Vous aviez l’habitude d’appeler à froid de nombreux comédiens lorsque vous étiez enfant. L'avez-vous déjà appelé ?
Je l'ai interviewé une fois pour la télévision canadienne quand j'avais 21 ans, mais c'est la seule interview que je n'ai pas pu trouver.

Waouh !
Cela m'a vraiment déprimé, même si je suis sûr que j'ai fait un travail épouvantable. [Des rires.] Et les autres interviews que j’ai trouvées étaient bien meilleures. C'est perdu dans l'histoire.

S'il était vivant aujourd'hui et que vous l'interviewiez, quelle est la première question que vous lui poseriez ?
Tout le monde se demande s’il fait trop sombre. J'ai toujours pensé que son espoir était qu'en le regardant dans cette position comique de quelqu'un qui prônait la destruction des gens et de l'humanité, c'était une manière comique de pousser les gens vers la lumière. Il disait que si l'on grattait le cynique, on trouverait un idéaliste déçu, et c'est ainsi que j'ai toujours pris son sujet le plus sombre. Il était définitivement déçu que les gens ne prennent pas mieux soin les uns des autres et de la planète, et en étant si exagéré dans sa colère, il mettait les gens au défi de vivre différemment. Je lui demanderais donc probablement si j'ai raison ou tort à ce sujet.

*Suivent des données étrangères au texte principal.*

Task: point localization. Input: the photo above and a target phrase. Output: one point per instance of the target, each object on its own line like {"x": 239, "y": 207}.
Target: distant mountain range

Totalement hors sujet : il y a des légions de personnes qui disent : « Je souhaiteFreaks et Geeksj'ai eu une autre saison » ou « Je veuxSuper mauvais 2," Mais y a-t-il une chose que les gens vous demandent plus que tout autre projet, même si cela pourrait se produire ?
On me demande beaucoup de choses sur la fabricationC'est 50. Ce film semble avoir attiré un public beaucoup plus large, car tous ceux qui atteignent 40 ans le regardent. J'espère que nous aurons l'occasion d'y parvenir. Le seul problème est que Leslie Mann et Paul Rudd n'ont pas l'air d'avoir vieilli. Cela pourrait ressembler àC'est le 41, et nous devrons peut-être utiliser l'inverse-Irlandaistechnologie pour les faire paraître plus vieux.

Je suis tout à fait d'accord. Depuis que tu es écrivain surLe critique, tu penses qu'on pourrait récupérer ça ? J'ai l'impression que ce serait génial aujourd'hui.
Je suis un compte Instagram qui vient de publier quelques clips deLe critique, que je suis si heureux de voir, parce que je trouvais ce spectacle si drôle. Les premiers emplois que j'ai décrochés dans des émissions scénarisées étaientLe spectacle de Larry SandersetLe critique. Je faisais une demi-semaine sur chaque émission en 1993 et ​​1994. J'ai tellement appris de Mike Reiss, Al Jean et James L. Brooks sur la façon dont ils ont abordé cette émission. Puis les autres jours, j'étais avec Garry – j'apprenais sa façon d'écrire la comédie. Ce fut vraiment l’année la plus formatrice de ma carrière. Il n’y avait rien de plus drôle que de regarder Jon Lovitz lire sur une table.

Autre chose?
La bulleest toujours disponible sur Netflix. Ce sera là pour le reste de la vie des gens.

Cette interview a été éditée et condensée.